Does it really generate anchors this way

[...]6C7?OpenDocument#Chapter%207 ?

This would make anchors part of the Query_String!?


827.2. Ben Langhinrichs
(06/22/2009 09:56 PM)

No, iFidelity doesn't, but you should be aware that the "usual and customary" way that an anchor link is formed with a Notes document URL is in this form. To see what I mean, try http://www.geniisoft.com/showcase.nsf/archive/2DC13B04A572C46F852575DD0068BBA9#Update and then http://www.geniisoft.com/showcase.nsf/archive/2DC13B04A572C46F852575DD0068BBA9?OpenDocument#Update, each of which I have set to open in a new window.


827.3. Eric Mack
(06/23/2009 12:47 AM)

Have you ever looked at an IBM PartnerWorld email?

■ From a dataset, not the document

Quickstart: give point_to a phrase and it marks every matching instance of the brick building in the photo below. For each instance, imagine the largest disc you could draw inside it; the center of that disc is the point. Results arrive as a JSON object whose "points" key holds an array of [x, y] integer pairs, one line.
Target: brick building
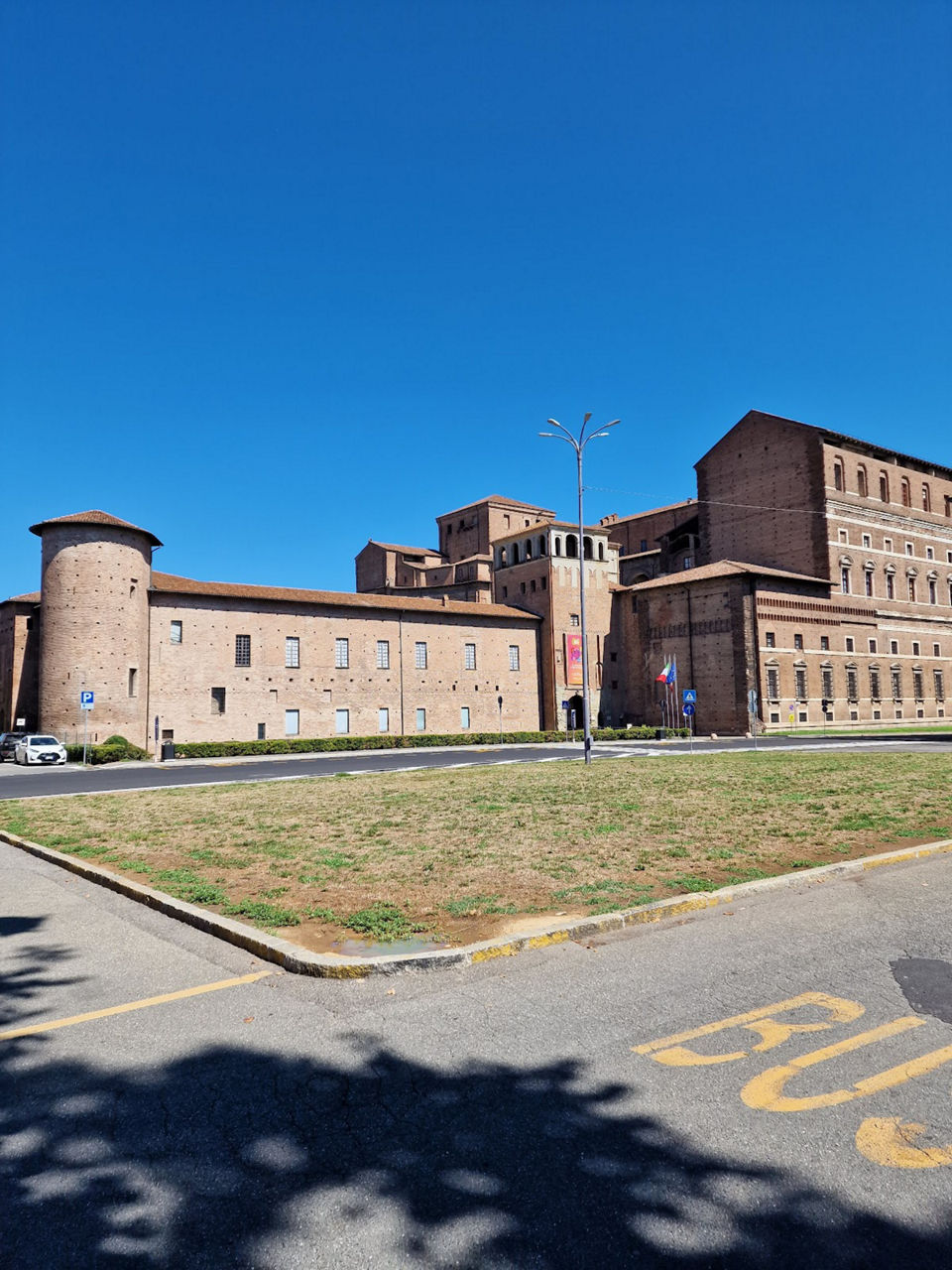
{"points": [[810, 568]]}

Everyone I receive has broken anchor links that go nowhere, not in the page and not to an external URL. just broken.

Someone at IBM is probably pleased to be sending them out but they are useless, at least as they render to me.

I usually note the topics, delete the email and google for the links.

Ouch!


827.4. Les Z
(06/23/2009 02:14 AM)

This is one of the reasons that the company that just acquired us wants to move us to Exchange. The nice formatted newsletter that they send through e-mail is mercilessly butchered. I just don't think IBM gets it that while it's great to have all the fancy features like xPages, until we have true fidelity we've got a weak case for sticking with Notes. It's really too bad because we're just now moving to 8.5... Too little too late.


827.5. Ben Langhinrichs
(06/23/2009 02:49 AM)

Les,

Given the cost of migrating, it might be worth seeing if you could save a bunch of money and just use iFidelity to get better fidelity. Just a thought.

Ben


827.6. Henning Heinz
(23.06.2009 08:56)

@Ben Thank you

@Les Notes 8.5 Standard (not the old classic client) can use Internet Explorer for mail rendering. It has disadvantages (e.g. you should not upgrade to IE8 until 8.5.1) but it renders newsletters much better. Of course iFidelity might also be an option and it helps you to improve what you send outside of your company.